= Petroleum resin =

A hydrocarbon resin is a C5/C9 aromatic hydrocarbon that is used in industrial applications. It has a tackifying effect and is suitable for use in paint, printing ink, adhesives, rubber and other areas where tackiness is required.

Generally, the petroleum resins are not used independently, but have to be used together with other types of resins as promoters, adjusting agents and modifiers in hot-melt adhesive, pressure-sensitive adhesive, hot melt road marking paint, rubber tires etc.

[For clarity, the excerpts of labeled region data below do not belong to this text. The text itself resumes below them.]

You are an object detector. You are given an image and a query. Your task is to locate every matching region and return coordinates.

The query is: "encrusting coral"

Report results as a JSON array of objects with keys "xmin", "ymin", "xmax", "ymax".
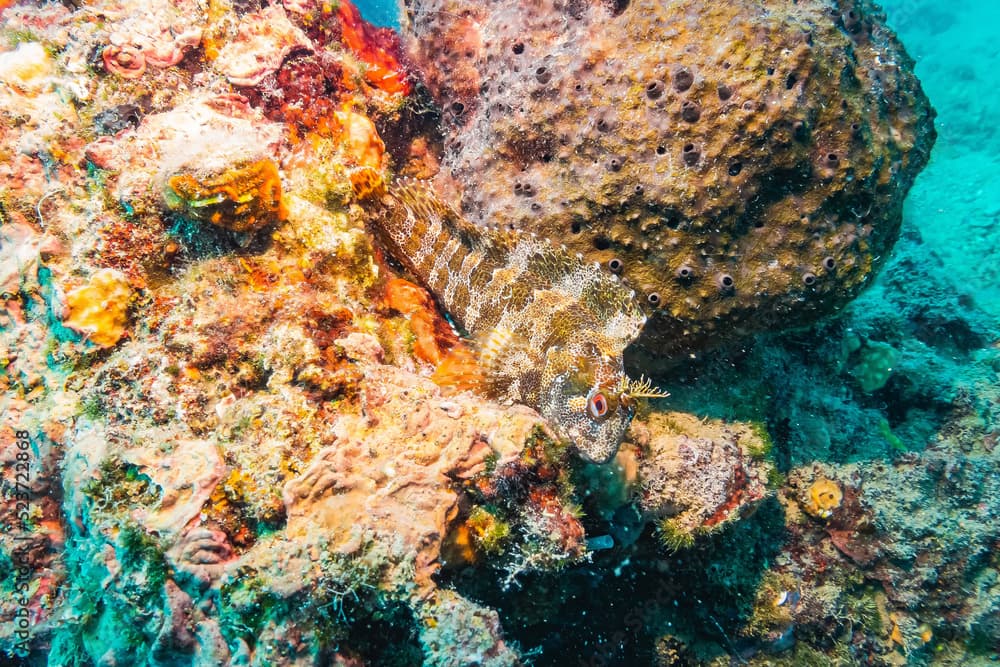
[
  {"xmin": 406, "ymin": 0, "xmax": 934, "ymax": 357},
  {"xmin": 0, "ymin": 0, "xmax": 984, "ymax": 667},
  {"xmin": 802, "ymin": 477, "xmax": 844, "ymax": 519},
  {"xmin": 164, "ymin": 159, "xmax": 286, "ymax": 232},
  {"xmin": 63, "ymin": 269, "xmax": 132, "ymax": 347}
]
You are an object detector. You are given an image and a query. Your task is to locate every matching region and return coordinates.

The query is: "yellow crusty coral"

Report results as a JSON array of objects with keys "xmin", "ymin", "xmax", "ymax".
[
  {"xmin": 164, "ymin": 159, "xmax": 285, "ymax": 232},
  {"xmin": 63, "ymin": 269, "xmax": 132, "ymax": 347},
  {"xmin": 802, "ymin": 477, "xmax": 844, "ymax": 519}
]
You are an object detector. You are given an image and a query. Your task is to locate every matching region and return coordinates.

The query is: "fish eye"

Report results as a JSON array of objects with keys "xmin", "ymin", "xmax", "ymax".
[{"xmin": 587, "ymin": 392, "xmax": 610, "ymax": 419}]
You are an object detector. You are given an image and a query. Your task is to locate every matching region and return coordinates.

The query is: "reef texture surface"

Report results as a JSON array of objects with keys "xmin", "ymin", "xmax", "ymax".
[
  {"xmin": 0, "ymin": 0, "xmax": 1000, "ymax": 667},
  {"xmin": 406, "ymin": 0, "xmax": 934, "ymax": 356}
]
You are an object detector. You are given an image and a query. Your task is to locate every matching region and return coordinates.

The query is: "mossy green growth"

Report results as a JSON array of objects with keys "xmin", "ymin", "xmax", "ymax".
[
  {"xmin": 656, "ymin": 517, "xmax": 695, "ymax": 553},
  {"xmin": 82, "ymin": 456, "xmax": 160, "ymax": 514},
  {"xmin": 118, "ymin": 523, "xmax": 170, "ymax": 593},
  {"xmin": 219, "ymin": 537, "xmax": 390, "ymax": 650},
  {"xmin": 746, "ymin": 421, "xmax": 774, "ymax": 461}
]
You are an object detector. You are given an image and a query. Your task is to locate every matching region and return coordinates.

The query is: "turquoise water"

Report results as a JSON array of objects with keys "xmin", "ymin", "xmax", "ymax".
[{"xmin": 0, "ymin": 0, "xmax": 1000, "ymax": 667}]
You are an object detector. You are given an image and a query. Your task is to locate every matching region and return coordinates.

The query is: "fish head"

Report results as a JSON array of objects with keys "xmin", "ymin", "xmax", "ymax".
[{"xmin": 538, "ymin": 342, "xmax": 635, "ymax": 463}]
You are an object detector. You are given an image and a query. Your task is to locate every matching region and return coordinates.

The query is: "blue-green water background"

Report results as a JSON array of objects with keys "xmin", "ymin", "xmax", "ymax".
[{"xmin": 356, "ymin": 0, "xmax": 1000, "ymax": 317}]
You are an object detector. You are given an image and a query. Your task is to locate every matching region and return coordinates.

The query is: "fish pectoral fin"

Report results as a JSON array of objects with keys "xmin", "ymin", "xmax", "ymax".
[
  {"xmin": 431, "ymin": 343, "xmax": 486, "ymax": 393},
  {"xmin": 475, "ymin": 328, "xmax": 528, "ymax": 372}
]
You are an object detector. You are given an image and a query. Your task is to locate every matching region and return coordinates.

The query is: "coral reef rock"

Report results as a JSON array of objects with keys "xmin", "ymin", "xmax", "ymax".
[{"xmin": 406, "ymin": 0, "xmax": 935, "ymax": 356}]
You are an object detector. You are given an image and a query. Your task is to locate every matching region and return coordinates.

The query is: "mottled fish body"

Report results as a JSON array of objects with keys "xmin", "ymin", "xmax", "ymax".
[{"xmin": 355, "ymin": 171, "xmax": 646, "ymax": 461}]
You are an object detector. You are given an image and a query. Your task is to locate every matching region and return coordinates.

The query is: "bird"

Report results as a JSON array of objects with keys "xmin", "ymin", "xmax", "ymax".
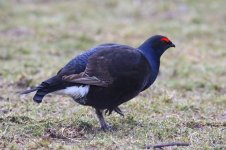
[{"xmin": 21, "ymin": 35, "xmax": 175, "ymax": 131}]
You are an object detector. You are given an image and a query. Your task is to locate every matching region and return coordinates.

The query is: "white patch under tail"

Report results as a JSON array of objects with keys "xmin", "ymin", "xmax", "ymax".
[{"xmin": 56, "ymin": 85, "xmax": 89, "ymax": 99}]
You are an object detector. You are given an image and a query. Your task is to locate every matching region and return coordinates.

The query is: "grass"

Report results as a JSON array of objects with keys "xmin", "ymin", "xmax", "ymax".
[{"xmin": 0, "ymin": 0, "xmax": 226, "ymax": 149}]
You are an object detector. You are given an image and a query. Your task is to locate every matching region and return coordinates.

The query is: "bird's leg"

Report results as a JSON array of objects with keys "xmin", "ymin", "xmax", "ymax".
[
  {"xmin": 96, "ymin": 109, "xmax": 110, "ymax": 131},
  {"xmin": 113, "ymin": 107, "xmax": 124, "ymax": 117},
  {"xmin": 105, "ymin": 107, "xmax": 124, "ymax": 117}
]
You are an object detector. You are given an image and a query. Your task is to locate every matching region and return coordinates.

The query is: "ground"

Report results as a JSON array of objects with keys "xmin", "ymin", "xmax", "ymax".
[{"xmin": 0, "ymin": 0, "xmax": 226, "ymax": 149}]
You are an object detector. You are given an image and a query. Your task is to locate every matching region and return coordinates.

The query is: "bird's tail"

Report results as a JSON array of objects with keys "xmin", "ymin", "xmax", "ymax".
[{"xmin": 21, "ymin": 75, "xmax": 68, "ymax": 103}]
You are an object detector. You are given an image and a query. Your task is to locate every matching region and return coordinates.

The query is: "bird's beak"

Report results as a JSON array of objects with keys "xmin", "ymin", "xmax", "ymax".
[{"xmin": 170, "ymin": 43, "xmax": 176, "ymax": 47}]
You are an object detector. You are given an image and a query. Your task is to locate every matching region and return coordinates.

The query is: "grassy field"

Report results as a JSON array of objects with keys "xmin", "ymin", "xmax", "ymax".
[{"xmin": 0, "ymin": 0, "xmax": 226, "ymax": 149}]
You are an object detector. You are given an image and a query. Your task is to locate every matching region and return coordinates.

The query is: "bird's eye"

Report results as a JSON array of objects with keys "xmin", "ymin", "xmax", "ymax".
[{"xmin": 160, "ymin": 37, "xmax": 170, "ymax": 43}]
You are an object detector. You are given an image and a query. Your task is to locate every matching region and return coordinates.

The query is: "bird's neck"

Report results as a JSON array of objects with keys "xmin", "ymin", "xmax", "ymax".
[{"xmin": 138, "ymin": 46, "xmax": 160, "ymax": 75}]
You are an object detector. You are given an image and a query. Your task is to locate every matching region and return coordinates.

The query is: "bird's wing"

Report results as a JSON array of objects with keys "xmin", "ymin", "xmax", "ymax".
[
  {"xmin": 63, "ymin": 45, "xmax": 141, "ymax": 87},
  {"xmin": 57, "ymin": 43, "xmax": 115, "ymax": 76}
]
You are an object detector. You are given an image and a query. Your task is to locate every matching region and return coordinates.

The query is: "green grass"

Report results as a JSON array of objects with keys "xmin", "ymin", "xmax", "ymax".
[{"xmin": 0, "ymin": 0, "xmax": 226, "ymax": 149}]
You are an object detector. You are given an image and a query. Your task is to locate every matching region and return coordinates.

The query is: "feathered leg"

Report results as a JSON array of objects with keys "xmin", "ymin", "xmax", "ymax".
[{"xmin": 96, "ymin": 109, "xmax": 110, "ymax": 131}]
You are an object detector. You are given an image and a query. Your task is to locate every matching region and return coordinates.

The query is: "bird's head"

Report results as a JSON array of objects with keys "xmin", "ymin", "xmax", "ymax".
[{"xmin": 138, "ymin": 35, "xmax": 175, "ymax": 57}]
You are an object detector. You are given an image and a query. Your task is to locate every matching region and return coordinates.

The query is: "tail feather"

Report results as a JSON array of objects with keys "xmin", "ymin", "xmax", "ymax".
[{"xmin": 20, "ymin": 87, "xmax": 38, "ymax": 95}]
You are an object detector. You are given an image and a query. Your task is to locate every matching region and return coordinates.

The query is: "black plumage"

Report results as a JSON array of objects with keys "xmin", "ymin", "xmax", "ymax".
[{"xmin": 22, "ymin": 35, "xmax": 175, "ymax": 130}]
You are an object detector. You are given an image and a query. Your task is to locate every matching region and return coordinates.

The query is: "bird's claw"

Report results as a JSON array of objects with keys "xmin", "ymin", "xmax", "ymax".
[
  {"xmin": 114, "ymin": 107, "xmax": 124, "ymax": 117},
  {"xmin": 105, "ymin": 107, "xmax": 124, "ymax": 117}
]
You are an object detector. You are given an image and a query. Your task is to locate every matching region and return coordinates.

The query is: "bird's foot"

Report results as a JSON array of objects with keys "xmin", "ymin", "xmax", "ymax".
[
  {"xmin": 105, "ymin": 107, "xmax": 124, "ymax": 117},
  {"xmin": 101, "ymin": 124, "xmax": 112, "ymax": 132},
  {"xmin": 114, "ymin": 107, "xmax": 124, "ymax": 117}
]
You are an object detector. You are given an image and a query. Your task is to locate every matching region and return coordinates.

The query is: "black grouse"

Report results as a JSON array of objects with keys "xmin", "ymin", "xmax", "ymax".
[{"xmin": 22, "ymin": 35, "xmax": 175, "ymax": 130}]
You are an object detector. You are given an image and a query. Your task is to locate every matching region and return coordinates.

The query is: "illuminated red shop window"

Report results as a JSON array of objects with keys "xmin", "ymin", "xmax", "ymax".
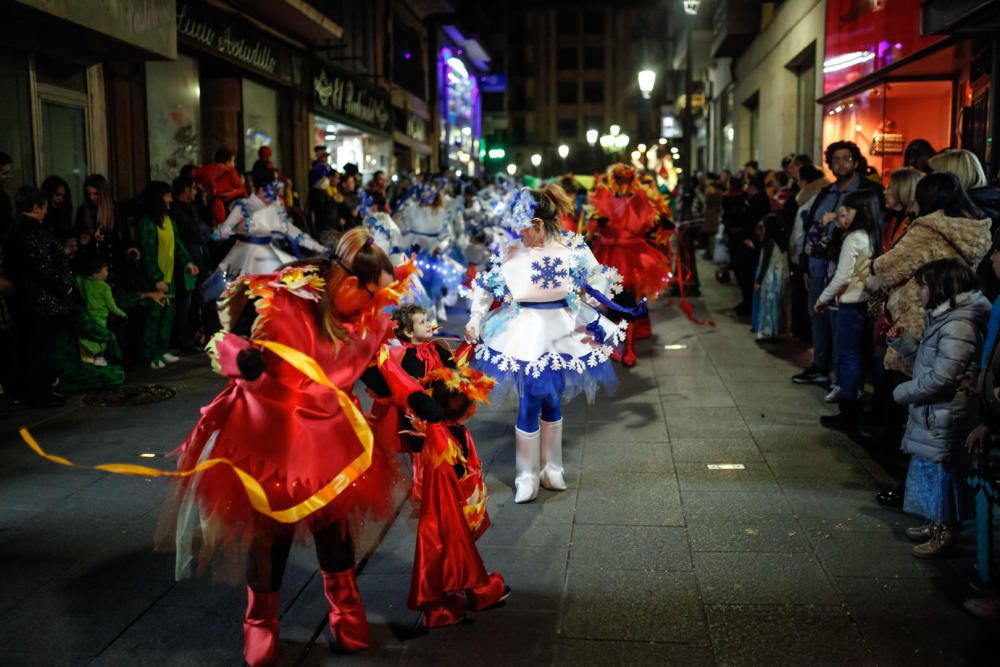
[
  {"xmin": 823, "ymin": 0, "xmax": 944, "ymax": 94},
  {"xmin": 823, "ymin": 81, "xmax": 954, "ymax": 183}
]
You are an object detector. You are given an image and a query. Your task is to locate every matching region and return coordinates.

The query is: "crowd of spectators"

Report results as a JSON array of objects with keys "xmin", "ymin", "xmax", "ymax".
[
  {"xmin": 699, "ymin": 140, "xmax": 1000, "ymax": 616},
  {"xmin": 0, "ymin": 147, "xmax": 418, "ymax": 408}
]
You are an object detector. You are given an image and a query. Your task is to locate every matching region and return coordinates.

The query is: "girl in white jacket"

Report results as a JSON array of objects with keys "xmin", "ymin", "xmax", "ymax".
[{"xmin": 815, "ymin": 190, "xmax": 882, "ymax": 433}]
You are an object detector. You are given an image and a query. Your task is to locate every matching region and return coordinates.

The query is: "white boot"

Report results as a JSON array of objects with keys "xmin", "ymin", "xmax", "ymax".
[
  {"xmin": 514, "ymin": 428, "xmax": 540, "ymax": 503},
  {"xmin": 540, "ymin": 419, "xmax": 566, "ymax": 491}
]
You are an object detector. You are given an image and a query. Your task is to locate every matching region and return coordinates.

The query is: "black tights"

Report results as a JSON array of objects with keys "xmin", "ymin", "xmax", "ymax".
[
  {"xmin": 247, "ymin": 522, "xmax": 354, "ymax": 593},
  {"xmin": 608, "ymin": 290, "xmax": 639, "ymax": 324}
]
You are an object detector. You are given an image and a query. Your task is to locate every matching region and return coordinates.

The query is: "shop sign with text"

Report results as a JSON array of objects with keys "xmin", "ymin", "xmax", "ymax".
[
  {"xmin": 313, "ymin": 67, "xmax": 392, "ymax": 134},
  {"xmin": 177, "ymin": 2, "xmax": 302, "ymax": 86},
  {"xmin": 18, "ymin": 0, "xmax": 177, "ymax": 58}
]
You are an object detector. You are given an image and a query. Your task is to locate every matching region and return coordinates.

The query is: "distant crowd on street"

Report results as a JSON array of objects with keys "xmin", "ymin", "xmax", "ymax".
[{"xmin": 0, "ymin": 146, "xmax": 468, "ymax": 408}]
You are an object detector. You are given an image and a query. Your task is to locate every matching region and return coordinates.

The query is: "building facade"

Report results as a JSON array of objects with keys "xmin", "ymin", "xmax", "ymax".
[
  {"xmin": 694, "ymin": 0, "xmax": 826, "ymax": 171},
  {"xmin": 470, "ymin": 1, "xmax": 670, "ymax": 175},
  {"xmin": 0, "ymin": 0, "xmax": 177, "ymax": 202}
]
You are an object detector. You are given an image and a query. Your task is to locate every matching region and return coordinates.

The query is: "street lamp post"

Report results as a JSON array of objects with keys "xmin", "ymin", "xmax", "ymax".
[{"xmin": 638, "ymin": 68, "xmax": 656, "ymax": 146}]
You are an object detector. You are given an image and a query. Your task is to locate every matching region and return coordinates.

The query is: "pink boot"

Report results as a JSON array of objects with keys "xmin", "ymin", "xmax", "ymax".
[
  {"xmin": 322, "ymin": 568, "xmax": 369, "ymax": 653},
  {"xmin": 243, "ymin": 586, "xmax": 280, "ymax": 667},
  {"xmin": 466, "ymin": 572, "xmax": 510, "ymax": 611}
]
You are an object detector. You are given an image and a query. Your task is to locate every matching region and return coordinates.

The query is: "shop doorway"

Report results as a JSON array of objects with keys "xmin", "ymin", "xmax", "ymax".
[
  {"xmin": 31, "ymin": 55, "xmax": 93, "ymax": 201},
  {"xmin": 38, "ymin": 87, "xmax": 89, "ymax": 202}
]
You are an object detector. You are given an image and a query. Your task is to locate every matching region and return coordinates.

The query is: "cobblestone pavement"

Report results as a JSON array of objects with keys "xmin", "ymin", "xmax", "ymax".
[{"xmin": 0, "ymin": 260, "xmax": 998, "ymax": 667}]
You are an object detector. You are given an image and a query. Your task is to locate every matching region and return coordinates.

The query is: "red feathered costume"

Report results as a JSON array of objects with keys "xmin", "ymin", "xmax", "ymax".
[
  {"xmin": 370, "ymin": 353, "xmax": 509, "ymax": 628},
  {"xmin": 160, "ymin": 266, "xmax": 412, "ymax": 665},
  {"xmin": 362, "ymin": 340, "xmax": 455, "ymax": 502},
  {"xmin": 589, "ymin": 164, "xmax": 671, "ymax": 366}
]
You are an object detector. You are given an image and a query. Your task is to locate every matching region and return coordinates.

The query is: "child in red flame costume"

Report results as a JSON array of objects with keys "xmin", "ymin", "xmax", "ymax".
[
  {"xmin": 361, "ymin": 304, "xmax": 455, "ymax": 502},
  {"xmin": 590, "ymin": 164, "xmax": 670, "ymax": 366},
  {"xmin": 379, "ymin": 354, "xmax": 510, "ymax": 628},
  {"xmin": 160, "ymin": 228, "xmax": 439, "ymax": 665}
]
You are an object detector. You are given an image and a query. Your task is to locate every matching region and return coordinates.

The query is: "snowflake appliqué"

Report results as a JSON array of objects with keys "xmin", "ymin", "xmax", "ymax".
[{"xmin": 531, "ymin": 257, "xmax": 569, "ymax": 289}]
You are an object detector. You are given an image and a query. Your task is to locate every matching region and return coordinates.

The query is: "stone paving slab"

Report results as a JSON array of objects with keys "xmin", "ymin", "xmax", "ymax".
[{"xmin": 708, "ymin": 604, "xmax": 876, "ymax": 667}]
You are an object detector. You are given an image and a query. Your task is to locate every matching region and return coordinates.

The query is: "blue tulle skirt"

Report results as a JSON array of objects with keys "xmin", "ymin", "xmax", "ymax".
[
  {"xmin": 472, "ymin": 348, "xmax": 618, "ymax": 403},
  {"xmin": 903, "ymin": 456, "xmax": 972, "ymax": 524}
]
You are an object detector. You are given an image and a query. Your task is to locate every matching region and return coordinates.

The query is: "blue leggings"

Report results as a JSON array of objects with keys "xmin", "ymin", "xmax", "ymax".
[{"xmin": 517, "ymin": 394, "xmax": 562, "ymax": 433}]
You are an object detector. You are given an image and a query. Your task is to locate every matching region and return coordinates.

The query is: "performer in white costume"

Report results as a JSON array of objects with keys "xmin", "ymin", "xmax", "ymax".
[
  {"xmin": 396, "ymin": 183, "xmax": 465, "ymax": 321},
  {"xmin": 212, "ymin": 165, "xmax": 326, "ymax": 284},
  {"xmin": 465, "ymin": 184, "xmax": 625, "ymax": 503},
  {"xmin": 358, "ymin": 193, "xmax": 437, "ymax": 325}
]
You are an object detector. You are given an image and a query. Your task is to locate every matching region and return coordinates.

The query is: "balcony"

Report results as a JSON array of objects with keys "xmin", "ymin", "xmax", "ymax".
[{"xmin": 712, "ymin": 0, "xmax": 760, "ymax": 58}]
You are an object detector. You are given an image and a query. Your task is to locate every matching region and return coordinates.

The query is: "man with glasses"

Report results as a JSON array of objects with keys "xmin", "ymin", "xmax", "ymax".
[{"xmin": 792, "ymin": 141, "xmax": 883, "ymax": 386}]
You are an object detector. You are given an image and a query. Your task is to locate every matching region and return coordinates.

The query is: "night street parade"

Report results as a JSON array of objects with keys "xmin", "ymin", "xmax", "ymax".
[{"xmin": 0, "ymin": 0, "xmax": 1000, "ymax": 667}]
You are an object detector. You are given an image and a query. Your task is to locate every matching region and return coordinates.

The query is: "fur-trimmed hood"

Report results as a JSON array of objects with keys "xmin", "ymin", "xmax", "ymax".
[{"xmin": 873, "ymin": 211, "xmax": 992, "ymax": 372}]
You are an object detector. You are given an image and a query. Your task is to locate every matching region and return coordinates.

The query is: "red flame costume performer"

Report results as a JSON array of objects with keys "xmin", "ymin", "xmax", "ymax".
[
  {"xmin": 589, "ymin": 164, "xmax": 672, "ymax": 366},
  {"xmin": 160, "ymin": 229, "xmax": 428, "ymax": 665},
  {"xmin": 370, "ymin": 360, "xmax": 510, "ymax": 628}
]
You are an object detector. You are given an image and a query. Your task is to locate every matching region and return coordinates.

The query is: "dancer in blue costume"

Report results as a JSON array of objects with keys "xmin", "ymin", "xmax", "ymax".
[{"xmin": 465, "ymin": 184, "xmax": 627, "ymax": 503}]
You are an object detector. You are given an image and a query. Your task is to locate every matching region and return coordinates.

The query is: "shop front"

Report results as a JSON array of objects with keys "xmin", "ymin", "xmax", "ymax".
[
  {"xmin": 438, "ymin": 46, "xmax": 482, "ymax": 176},
  {"xmin": 392, "ymin": 93, "xmax": 433, "ymax": 174},
  {"xmin": 146, "ymin": 1, "xmax": 304, "ymax": 187},
  {"xmin": 820, "ymin": 0, "xmax": 987, "ymax": 182},
  {"xmin": 0, "ymin": 0, "xmax": 177, "ymax": 202},
  {"xmin": 309, "ymin": 62, "xmax": 394, "ymax": 186}
]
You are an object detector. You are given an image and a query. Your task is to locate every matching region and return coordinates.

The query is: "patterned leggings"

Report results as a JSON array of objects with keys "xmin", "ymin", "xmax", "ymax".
[
  {"xmin": 517, "ymin": 396, "xmax": 562, "ymax": 433},
  {"xmin": 142, "ymin": 283, "xmax": 177, "ymax": 361}
]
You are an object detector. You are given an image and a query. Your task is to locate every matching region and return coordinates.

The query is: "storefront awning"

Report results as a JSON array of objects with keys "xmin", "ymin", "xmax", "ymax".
[
  {"xmin": 920, "ymin": 0, "xmax": 1000, "ymax": 35},
  {"xmin": 816, "ymin": 37, "xmax": 972, "ymax": 105},
  {"xmin": 230, "ymin": 0, "xmax": 344, "ymax": 43},
  {"xmin": 392, "ymin": 130, "xmax": 431, "ymax": 155}
]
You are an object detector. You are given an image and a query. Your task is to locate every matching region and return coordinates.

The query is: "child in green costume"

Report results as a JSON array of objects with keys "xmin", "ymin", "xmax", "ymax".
[
  {"xmin": 136, "ymin": 181, "xmax": 198, "ymax": 369},
  {"xmin": 76, "ymin": 259, "xmax": 128, "ymax": 366}
]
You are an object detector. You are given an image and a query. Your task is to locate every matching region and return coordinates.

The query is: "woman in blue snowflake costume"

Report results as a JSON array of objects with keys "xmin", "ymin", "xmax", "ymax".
[
  {"xmin": 213, "ymin": 164, "xmax": 326, "ymax": 300},
  {"xmin": 396, "ymin": 182, "xmax": 465, "ymax": 321},
  {"xmin": 465, "ymin": 184, "xmax": 625, "ymax": 503},
  {"xmin": 358, "ymin": 192, "xmax": 437, "ymax": 324}
]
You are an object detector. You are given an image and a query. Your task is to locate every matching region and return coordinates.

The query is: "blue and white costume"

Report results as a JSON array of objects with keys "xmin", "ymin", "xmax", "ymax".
[
  {"xmin": 396, "ymin": 185, "xmax": 465, "ymax": 320},
  {"xmin": 467, "ymin": 190, "xmax": 627, "ymax": 502},
  {"xmin": 212, "ymin": 194, "xmax": 326, "ymax": 282},
  {"xmin": 362, "ymin": 207, "xmax": 437, "ymax": 324}
]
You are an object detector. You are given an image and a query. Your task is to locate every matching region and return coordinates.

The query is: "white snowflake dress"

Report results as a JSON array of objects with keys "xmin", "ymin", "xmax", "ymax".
[{"xmin": 470, "ymin": 232, "xmax": 626, "ymax": 402}]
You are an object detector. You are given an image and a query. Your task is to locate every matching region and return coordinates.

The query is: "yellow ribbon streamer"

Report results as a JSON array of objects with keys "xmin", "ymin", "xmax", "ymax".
[{"xmin": 20, "ymin": 340, "xmax": 374, "ymax": 523}]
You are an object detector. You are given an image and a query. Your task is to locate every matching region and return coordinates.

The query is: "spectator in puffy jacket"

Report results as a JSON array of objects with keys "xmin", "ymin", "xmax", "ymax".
[
  {"xmin": 7, "ymin": 186, "xmax": 73, "ymax": 407},
  {"xmin": 872, "ymin": 173, "xmax": 991, "ymax": 375},
  {"xmin": 889, "ymin": 258, "xmax": 990, "ymax": 558}
]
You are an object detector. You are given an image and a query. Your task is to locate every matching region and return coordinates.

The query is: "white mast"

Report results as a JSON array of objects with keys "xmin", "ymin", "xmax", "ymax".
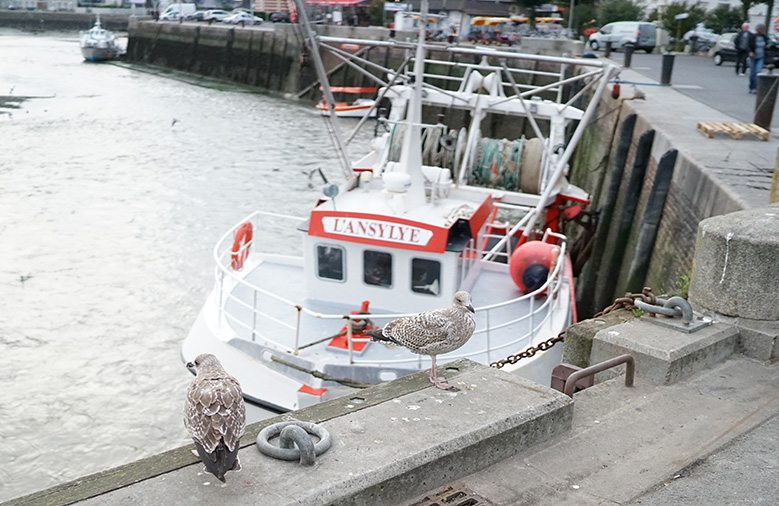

There are various types of hydrocarbon resins, including C5 Resins, C9 Resins, C5/C9 copolymer resins and hydrogenated resins. C5 Resins are produced from aliphatic crackers like piperylene and isoprene, the current major catalyst is AlCl_{3}. C9 Resins are produced from aromatic crackers like vinyltoluenes, Indene, alpha-methylstyrene, styrene, methylidenes, etc. The current major catalyst is BF_{3}. C5/C9 copolymer resins are produced from both aliphatic crackers and aromatic crackers. There are some additional processes like hydrogenated (use hydrogen) for hydrocarbon resins. By this way, the double bond is neutralized and light colors, even water white resins, are produced. There are some different types, including hydrogenated C5 Resins, hydrogenated C9 Resins, hydrogenated C5/C9 resins, and hydrogenated DCPD resins.